Stage 0a Bladder Cancer AJCC v8

Stage I Bladder Cancer AJCC v8

Stage 0is Bladder Cancer AJCC v8

Localized Non-Muscle Invasive Bladder Urothelial Carcinoma

Treatments

Other: Electronic Health Record Review

Other: Educational Intervention

Other: Best Practice

Other: Questionnaire Administration

Other: Health Telemonitoring

Other: Internet-Based Intervention

Other: Interview

Other: Exercise Intervention

Study type

Interventional

Funder types

Other

Identifiers

NCT07302230

21052

NCI-2025-08850 (Registry Identifier)

RG1125987

Details and patient eligibility

About

This clinical trial compares how well a home-based personalized physical activity program (PAP) that is delivered by a digital application (app) (the ExerciseRx app) works compared to health education in improving physical activity for patients with bladder cancer that has not reached the muscle wall of the bladder (non-muscle invasive). For people who are not physically active, previous studies have shown that increasing step counts can reduce incidence of death, reduce frailty, and reduce healthcare costs. The ExerciseRx app tracks adherence to home exercise, adapts step count goals based on the patient's progress, and provides encouraging feedback and motivation from the healthcare team. Additional features include activity summaries, progress towards current goal, nudges, helpful facts about the benefits of activity, and ideas for how to incorporate daily movement. A home-based PAP using the ExerciseRx app may work better in increasing physical activity among patients with non-muscle invasive bladder cancer compared to a health education only group.

Full description

OUTLINE: Patients are randomized to 1 of 2 groups.

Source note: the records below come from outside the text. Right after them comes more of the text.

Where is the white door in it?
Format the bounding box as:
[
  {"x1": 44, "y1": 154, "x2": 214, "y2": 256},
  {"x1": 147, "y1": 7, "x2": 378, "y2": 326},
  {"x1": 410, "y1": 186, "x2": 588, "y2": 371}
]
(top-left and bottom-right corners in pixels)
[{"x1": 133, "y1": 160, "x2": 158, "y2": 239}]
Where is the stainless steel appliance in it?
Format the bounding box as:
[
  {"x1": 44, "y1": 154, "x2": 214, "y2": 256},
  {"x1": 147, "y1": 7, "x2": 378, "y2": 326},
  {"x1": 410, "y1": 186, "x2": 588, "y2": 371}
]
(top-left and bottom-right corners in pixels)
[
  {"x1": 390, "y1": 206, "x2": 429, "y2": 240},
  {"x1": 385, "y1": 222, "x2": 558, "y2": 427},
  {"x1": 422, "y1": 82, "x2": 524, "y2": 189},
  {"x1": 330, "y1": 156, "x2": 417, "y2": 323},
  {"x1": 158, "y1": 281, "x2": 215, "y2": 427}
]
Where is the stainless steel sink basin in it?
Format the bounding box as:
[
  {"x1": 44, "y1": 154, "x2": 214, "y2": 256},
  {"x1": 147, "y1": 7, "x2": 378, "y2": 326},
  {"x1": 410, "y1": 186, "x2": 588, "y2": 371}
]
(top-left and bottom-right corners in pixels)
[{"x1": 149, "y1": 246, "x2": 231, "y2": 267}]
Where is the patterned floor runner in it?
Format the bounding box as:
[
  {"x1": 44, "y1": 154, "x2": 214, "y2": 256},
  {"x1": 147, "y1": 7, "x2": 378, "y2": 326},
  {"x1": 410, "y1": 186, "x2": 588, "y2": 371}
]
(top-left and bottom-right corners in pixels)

GROUP I (Health Education Group, HEG): Patients receive recommendations from their physicians and an educational pamphlet describing physical activity goals in line with National Comprehensive Cancer Network (NCCN) Survivorship for Healthy Living Guidelines. They receive a FitBit® to wear continuously throughout the study, with the ExerciseRx app locked to the baseline home screen.

GROUP II (PAP INTERVENTION): Patients complete home exercise sessions given via the ExerciseRx app over 20-30 minutes 4 times per week for 12 weeks and receive personalized daily step count goals that gradually increase over the study period. Patients also receive a FitBit® to wear continuously throughout the study, are given access to features of the ExerciseRx app (step count goals, home exercise videos), and receive an educational pamphlet as in Group I.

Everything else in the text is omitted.